The industrial school
In November 1870 Matilda, Edith and Henry were all transferred to the industrial school at Forest Gate. Industrial schools were established to educate and train destitute and vagrant children. Girls were usually trained in the skills needed to become domestic servants and boys were given a trade or prepared for the services. The school was residential so Matilda and her siblings would have been separated from their mother. Many industrial schools had poor reputations for the standards of care they provided. It is difficult to imagine how Matilda and her siblings must have felt being removed from a comfortable life with their parents and grandparents to live alone in an industrial school.
The 1871 Census shows the three children still in the industrial school. Their older brother Thomas is living with his uncle in Newington. On the 24th December 1871 Richard Fell, Matilda’s grandfather, died in the Hackney workhouse.
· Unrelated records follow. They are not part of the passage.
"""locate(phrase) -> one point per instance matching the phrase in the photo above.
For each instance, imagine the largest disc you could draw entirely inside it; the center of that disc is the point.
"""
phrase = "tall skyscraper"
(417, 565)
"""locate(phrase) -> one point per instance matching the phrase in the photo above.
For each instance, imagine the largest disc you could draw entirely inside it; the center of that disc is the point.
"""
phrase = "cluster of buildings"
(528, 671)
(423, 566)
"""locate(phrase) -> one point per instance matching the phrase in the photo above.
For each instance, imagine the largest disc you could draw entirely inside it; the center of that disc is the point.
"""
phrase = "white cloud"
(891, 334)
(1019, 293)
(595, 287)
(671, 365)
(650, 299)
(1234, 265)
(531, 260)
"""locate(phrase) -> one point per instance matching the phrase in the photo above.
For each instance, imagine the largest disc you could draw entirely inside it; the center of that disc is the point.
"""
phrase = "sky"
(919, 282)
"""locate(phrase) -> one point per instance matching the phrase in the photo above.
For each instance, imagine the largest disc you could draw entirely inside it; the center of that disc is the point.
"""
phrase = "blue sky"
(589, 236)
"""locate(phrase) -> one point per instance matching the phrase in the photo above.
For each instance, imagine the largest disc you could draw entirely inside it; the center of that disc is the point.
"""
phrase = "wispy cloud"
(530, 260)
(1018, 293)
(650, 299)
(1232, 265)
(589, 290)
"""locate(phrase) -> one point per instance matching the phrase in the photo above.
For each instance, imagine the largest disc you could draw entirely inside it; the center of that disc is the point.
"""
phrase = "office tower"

After the workhouse – working as a nurse
No records have yet been found to show when the family left the workhouse but in 1877 Matilda’s two brothers Henry and William are baptised in Chislehurst, Kent, By the 1881 Census Matilda was working as a nurse in the family of Alexander Samuel in Islington. On the census she is recorded as ‘Lucy Heron’, there was an older servant in the household called Matilda so she was known by her middle name, not an uncommon practice.
In 1888 a Henry Franklin Hiron died in University Hospital, Gower Street, London. We can’t say categorically that this is Matilda’s father and have no way of knowing if the family were still in contact with him. But when Matilda’s brother William married a few years later, he described his father as a deceased gentleman.
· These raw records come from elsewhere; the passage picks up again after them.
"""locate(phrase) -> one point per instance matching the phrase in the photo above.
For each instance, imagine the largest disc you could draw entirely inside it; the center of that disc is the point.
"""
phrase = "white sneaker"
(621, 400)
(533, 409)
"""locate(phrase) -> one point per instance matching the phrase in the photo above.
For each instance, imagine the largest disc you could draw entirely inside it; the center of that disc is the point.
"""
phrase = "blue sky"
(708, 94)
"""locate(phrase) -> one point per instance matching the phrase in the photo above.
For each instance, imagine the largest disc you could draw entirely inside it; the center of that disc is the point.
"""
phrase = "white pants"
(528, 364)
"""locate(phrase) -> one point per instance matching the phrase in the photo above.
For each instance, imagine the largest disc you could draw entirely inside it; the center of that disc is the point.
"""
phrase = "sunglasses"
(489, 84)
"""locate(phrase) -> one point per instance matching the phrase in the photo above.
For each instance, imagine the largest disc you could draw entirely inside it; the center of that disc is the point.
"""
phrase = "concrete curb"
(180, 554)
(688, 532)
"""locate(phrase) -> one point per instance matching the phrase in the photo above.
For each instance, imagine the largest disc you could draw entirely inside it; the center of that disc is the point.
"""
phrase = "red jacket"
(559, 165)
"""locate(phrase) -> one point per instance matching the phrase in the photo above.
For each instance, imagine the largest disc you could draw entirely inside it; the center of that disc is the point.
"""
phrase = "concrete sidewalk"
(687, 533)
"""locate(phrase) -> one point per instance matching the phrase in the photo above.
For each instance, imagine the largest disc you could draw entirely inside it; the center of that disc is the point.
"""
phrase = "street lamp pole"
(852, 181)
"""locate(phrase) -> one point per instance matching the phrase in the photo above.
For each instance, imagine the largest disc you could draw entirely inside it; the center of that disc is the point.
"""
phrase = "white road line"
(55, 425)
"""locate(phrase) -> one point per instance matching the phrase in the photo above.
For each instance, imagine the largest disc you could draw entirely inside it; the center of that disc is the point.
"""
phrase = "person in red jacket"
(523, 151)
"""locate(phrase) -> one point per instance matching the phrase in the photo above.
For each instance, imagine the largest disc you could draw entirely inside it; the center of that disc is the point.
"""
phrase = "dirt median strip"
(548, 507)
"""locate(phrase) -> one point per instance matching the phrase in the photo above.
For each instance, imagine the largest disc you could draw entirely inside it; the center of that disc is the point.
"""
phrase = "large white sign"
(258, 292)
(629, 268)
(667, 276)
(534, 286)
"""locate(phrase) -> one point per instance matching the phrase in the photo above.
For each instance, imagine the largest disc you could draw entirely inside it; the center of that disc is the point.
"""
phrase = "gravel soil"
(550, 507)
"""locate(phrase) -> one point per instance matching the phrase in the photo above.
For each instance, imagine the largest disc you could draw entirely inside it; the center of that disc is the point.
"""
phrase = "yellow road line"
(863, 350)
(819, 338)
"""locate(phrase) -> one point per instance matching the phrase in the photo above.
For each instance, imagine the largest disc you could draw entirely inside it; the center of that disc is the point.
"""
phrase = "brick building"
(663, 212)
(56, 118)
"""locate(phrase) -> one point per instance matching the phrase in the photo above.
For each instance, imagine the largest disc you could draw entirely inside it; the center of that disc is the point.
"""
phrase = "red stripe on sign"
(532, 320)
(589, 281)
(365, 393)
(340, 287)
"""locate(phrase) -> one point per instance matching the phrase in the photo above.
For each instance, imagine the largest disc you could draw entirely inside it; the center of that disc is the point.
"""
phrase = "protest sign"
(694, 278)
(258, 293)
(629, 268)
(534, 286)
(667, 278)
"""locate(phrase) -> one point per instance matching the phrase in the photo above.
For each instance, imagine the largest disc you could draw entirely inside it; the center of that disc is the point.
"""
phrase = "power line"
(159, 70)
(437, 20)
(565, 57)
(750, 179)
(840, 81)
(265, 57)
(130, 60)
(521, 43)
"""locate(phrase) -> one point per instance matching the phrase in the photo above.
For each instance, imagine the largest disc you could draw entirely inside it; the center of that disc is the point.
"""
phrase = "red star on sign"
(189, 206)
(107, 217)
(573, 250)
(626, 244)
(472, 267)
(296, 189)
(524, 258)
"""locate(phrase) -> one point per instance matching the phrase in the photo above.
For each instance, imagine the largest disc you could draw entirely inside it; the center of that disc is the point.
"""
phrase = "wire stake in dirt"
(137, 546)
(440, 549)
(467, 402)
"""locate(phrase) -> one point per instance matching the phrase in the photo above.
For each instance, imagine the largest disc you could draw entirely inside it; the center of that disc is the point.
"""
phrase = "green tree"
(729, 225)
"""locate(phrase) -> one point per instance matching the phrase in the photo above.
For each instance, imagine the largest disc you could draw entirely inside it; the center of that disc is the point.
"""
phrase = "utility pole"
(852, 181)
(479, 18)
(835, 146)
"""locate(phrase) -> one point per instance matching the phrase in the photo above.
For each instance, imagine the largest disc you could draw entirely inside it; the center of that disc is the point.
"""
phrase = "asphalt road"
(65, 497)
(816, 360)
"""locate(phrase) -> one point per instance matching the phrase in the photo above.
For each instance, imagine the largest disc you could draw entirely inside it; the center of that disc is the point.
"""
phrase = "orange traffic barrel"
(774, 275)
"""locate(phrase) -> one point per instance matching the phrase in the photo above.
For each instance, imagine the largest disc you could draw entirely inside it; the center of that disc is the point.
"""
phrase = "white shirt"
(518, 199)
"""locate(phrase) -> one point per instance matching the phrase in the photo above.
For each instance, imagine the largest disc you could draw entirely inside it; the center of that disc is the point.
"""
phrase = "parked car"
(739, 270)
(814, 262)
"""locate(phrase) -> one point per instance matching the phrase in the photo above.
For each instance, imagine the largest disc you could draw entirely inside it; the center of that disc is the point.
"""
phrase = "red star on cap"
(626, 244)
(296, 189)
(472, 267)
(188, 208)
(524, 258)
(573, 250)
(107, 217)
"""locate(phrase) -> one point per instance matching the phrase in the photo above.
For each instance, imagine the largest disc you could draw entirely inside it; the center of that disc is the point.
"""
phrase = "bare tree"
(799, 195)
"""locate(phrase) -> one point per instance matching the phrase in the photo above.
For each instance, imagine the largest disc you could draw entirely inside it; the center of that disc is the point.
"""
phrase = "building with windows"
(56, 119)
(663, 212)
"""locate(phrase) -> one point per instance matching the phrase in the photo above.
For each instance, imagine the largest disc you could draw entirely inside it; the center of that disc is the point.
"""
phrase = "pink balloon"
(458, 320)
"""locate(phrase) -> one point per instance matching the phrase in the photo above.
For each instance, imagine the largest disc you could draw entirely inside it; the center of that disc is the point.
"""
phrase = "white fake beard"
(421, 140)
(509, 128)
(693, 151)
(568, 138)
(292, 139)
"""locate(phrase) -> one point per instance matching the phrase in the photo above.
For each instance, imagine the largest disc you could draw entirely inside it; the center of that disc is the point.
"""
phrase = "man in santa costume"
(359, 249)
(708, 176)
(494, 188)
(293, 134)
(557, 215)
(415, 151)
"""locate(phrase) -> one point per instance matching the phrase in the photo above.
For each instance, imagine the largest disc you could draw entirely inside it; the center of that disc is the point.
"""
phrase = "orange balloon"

The 1891 census showed Matilda working as a live-in nurse for Abraham Isaacs, a gold and diamond merchant who lived in Highbury. Matilda was looking after two children under the age of two years and there was also an under nurse to help her. The same census showed Matilda’s mother and brothers living together in Denbigh Street, London.
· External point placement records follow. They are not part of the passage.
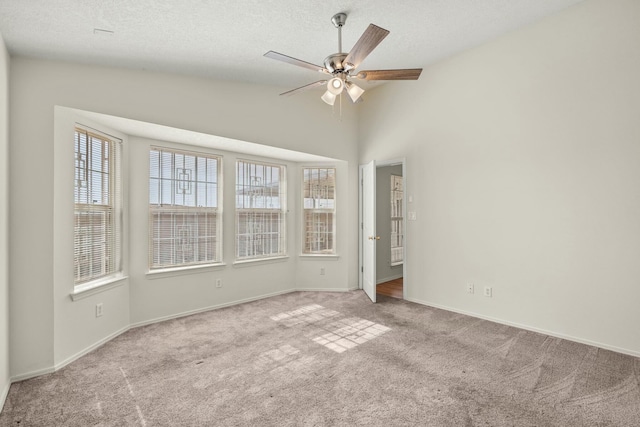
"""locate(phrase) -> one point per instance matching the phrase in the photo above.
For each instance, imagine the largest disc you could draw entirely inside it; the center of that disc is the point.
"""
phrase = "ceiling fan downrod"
(338, 21)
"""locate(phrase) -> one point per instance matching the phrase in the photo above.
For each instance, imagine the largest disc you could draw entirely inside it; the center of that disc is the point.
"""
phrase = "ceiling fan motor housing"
(335, 63)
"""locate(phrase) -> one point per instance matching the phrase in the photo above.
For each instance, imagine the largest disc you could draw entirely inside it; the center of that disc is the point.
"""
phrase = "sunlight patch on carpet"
(349, 333)
(305, 315)
(340, 335)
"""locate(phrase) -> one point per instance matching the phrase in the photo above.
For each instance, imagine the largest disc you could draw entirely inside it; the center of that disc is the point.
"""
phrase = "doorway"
(390, 228)
(382, 231)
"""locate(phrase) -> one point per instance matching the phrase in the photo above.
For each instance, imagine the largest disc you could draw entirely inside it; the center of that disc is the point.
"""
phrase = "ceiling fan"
(342, 66)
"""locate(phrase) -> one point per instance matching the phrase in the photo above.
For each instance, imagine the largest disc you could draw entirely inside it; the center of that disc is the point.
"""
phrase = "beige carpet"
(333, 359)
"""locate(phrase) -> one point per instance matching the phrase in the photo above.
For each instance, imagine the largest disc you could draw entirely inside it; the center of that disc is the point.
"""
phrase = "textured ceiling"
(226, 39)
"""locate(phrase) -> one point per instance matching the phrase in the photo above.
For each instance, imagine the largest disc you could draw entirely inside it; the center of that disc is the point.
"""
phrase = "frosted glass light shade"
(329, 98)
(335, 86)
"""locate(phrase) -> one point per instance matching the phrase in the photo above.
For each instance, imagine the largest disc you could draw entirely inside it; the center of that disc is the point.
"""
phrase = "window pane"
(96, 230)
(318, 203)
(183, 200)
(260, 210)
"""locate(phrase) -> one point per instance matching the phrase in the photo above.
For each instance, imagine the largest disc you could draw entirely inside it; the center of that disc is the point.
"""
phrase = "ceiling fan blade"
(368, 41)
(404, 74)
(304, 88)
(300, 63)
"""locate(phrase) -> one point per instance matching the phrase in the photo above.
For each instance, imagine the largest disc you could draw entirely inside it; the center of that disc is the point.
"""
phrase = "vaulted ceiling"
(226, 39)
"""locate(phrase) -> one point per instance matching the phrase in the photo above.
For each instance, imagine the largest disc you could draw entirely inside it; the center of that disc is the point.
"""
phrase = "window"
(184, 209)
(319, 206)
(98, 206)
(260, 210)
(397, 236)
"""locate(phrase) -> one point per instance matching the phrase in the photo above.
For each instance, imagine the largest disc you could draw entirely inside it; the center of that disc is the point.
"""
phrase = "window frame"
(174, 209)
(281, 211)
(318, 210)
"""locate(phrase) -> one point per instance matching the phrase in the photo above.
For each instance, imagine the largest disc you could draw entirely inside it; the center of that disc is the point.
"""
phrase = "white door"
(368, 235)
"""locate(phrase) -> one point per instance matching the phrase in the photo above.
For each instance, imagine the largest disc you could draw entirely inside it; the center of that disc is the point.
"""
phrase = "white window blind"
(397, 218)
(184, 209)
(319, 205)
(98, 205)
(260, 210)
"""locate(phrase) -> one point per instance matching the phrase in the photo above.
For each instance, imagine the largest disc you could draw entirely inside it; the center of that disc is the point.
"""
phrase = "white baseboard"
(32, 374)
(89, 349)
(3, 394)
(387, 279)
(529, 328)
(323, 289)
(209, 308)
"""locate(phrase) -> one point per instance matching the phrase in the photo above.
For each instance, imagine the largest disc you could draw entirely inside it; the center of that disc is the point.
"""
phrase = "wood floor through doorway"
(392, 288)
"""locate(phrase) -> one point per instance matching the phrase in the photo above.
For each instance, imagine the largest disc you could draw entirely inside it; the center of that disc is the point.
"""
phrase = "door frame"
(382, 163)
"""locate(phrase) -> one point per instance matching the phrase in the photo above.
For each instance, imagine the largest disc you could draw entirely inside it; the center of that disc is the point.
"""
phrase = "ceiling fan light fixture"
(354, 91)
(335, 86)
(329, 98)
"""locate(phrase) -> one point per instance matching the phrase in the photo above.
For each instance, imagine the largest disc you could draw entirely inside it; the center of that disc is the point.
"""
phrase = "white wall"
(46, 327)
(384, 270)
(4, 222)
(523, 159)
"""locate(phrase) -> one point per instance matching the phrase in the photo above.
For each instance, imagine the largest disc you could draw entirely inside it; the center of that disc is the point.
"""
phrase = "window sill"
(308, 257)
(178, 271)
(87, 289)
(247, 262)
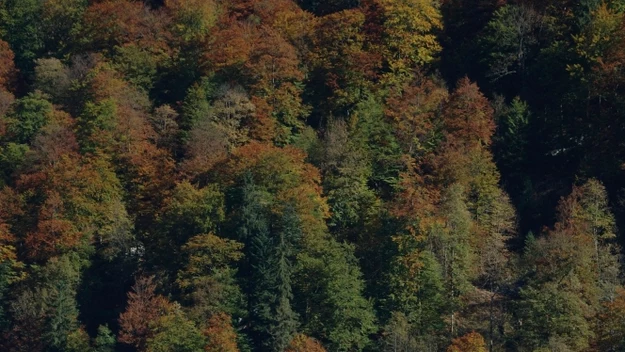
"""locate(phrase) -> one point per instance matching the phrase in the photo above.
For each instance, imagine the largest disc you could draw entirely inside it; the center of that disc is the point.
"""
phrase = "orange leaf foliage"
(144, 308)
(471, 342)
(303, 343)
(221, 334)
Admission to an asylum and death
There is then no sign of Matilda found so far, until the 1901 Census. Matilda was now a patient at the London County Lunatic Asylum in Coulsdon.
Meanwhile her mother is established as a boarding house keeper and has her daughter Edith and son Henry living with her. She is able to keep a servant and has five boarders. A considerable improvement in circumstances. Matilda’s mother died in 1904.There is a record of a Matilda Lucy Hiron being admitted to Norfolk Lunatic Asylum on the 5th December 1905 and leaving on the 15th April 1908, condition not improved.
Could this possibly be our Matilda? Did she take a post in Norfolk before she became ill? Either way just one week after leaving Norfolk Asylum, Matilda was admitted to Manor where she died on the 14th January 1909.